Jean-Pierre CHABROL Les Innocents de Mars

Publié le par Henri LOURDOU

Jean-Pierre CHABROL Les Innocents de Mars
Jean-Pierre CHABROL
Les Innocents de Mars
roman, 1959, Gallimard, 302 p.

 

Une première fissure dans la culture du viol ?

 

Voici un roman qui n'est pas des plus connus de cet auteur, dont le succès date de son fameux roman sur la guerre des Camisards, "Les fous de Dieu"(1961).

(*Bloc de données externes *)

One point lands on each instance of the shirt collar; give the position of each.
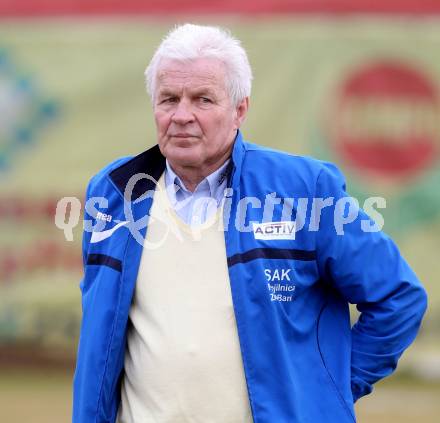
(216, 181)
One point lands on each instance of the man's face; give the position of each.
(195, 118)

Fils d'instituteurs cévenols , né en 1925, il a commencé dans la vie comme maquisard dans ses Cévennes natales, dans un maquis FTP du Mont-Bougès. Il est intégré, comme d'autres, dans la 1e Armée française qui fait la campagne du Rhin au Danube en 1944-45. C'est là, nous dit son biographe Michel Boissard ("Jean-Pierre Chabrol le rebelle", Alcide, 2012, p 24) qu' "il fait la connaissance de Noëlle Vicensini, surnommée "la bandite corse". Lycéenne à Montpellier, résistante, arrêtée par la Gestapo, elle est déportée à Ravensbrück. Jean-Pierre Chabrol l'épouse en 1947."

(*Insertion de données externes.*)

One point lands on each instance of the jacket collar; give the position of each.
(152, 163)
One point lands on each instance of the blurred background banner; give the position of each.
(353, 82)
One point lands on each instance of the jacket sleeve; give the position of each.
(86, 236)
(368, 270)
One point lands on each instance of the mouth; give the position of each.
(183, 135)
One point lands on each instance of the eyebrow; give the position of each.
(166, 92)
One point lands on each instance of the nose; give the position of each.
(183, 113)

On retrouve une première trace discrète de cette rencontre dans la dédicace du livre :

"à POUNE, matricule 47 124,

NANE, matricule 47 269,

JOTTE, matricule 42 170,

et NO, matricule 47 184,

les quatre "petites" de Neubrandenburg."

 

Mais la transcription romanesque en est l'un des deux personnages centraux de cette histoire, Jeanne, déportée à moitié morte et en fuite, retrouvée par l'équipe du Saturne, le char de Génolhac, surnommé "le Poète" par ses camarades, non loin de la ville du Danube Freidingen, rebaptisée Kinderstadt ("la ville des enfants") dans laquelle ils vont cantonner.

 

L'intérêt principal de ce roman, à contenu fortement autobiographique, est de cracher le morceau, même si c'est à demi-mots, sur une culture du viol de guerre encore fortement ancrée.

Et de commencer, même de façon sans doute trop timide, de s'en dissocier.

 

Par ses notations précises et ses dialogues du quotidien reconstitués, CHABROL nous fait toucher du doigt ce dont nous sortons à grand peine : une domination masculine sûre d'elle et sans vergogne, pour laquelle les "conquêtes féminines" relèvent de la simple collection d'objets.

"Jules faisait la guerre en grande tenue, collectionnait les filles et les poignards" (p 19)

Ce qui donne le dialogue et les commentaires suivants :

"-Alors, Jules, cette nuit, tu l'as fait, ou tu l'as pas fait , ton semis ?

A Naples, Jules avait attrapé une vérole virulente. Il s'était refusé à tout traitement pour en en faire profiter la Race des Seigneurs. A chaque nouvelle adepte, la petite famille du Saturne sablait le champagne." (p 20)

 

Cette bonne conscience ininterrogée se prolonge dans les pages suivantes, où il est question explicitement du consentement des intéressées :

"-Dis-moi, Jules, ta gretchen quotidienne, elle veut ou elle ne veut pas ? Celle de cette nuit,par exemple.

-Elles veulent jamais, avant, elles veulent toujours, après...C'est parce que tu as pas pigé ça que tu restes trois jours sur quatre le flageolet en bandoulière. Ah ! Tu es bien un poète, va, Poète de mes deux !

Jules emportait toujours le rire de tous les autres." (pp 23-4)

 

Il apparaît ici que le Poète (personnage incarnant de façon quasi-transparente l'auteur) marque une certaine distance avec cette bonne conscience.

C'est ce qui explique le principal ressort dramatique du roman : la rupture finale de la jeune déportée qu'il a pris sous son aile avec lui, après un début de romance tout platonique.

En effet, le doux Poète a violé une jeune tueuse de la Hitlerjugend après qu'elle ait abattue avec son propre revolver le jeune Helmut qui avait eu le tort de pactiser avec les Français. Il l'avoue ensuite à Jeanne qui alors lui bat froid et s'en va après un long échange ( pp 270-6) où il essaie vainement de se justifier. Conclusion :

-Jamais je ne pourrai me pardonner ça ! "

Cette parole finale ouvre une brèche dans la culture du viol.

Mais il aura fallu quatorze ans (1945-59 : dates annoncées de l'écriture du livre) pour l'ouvrir.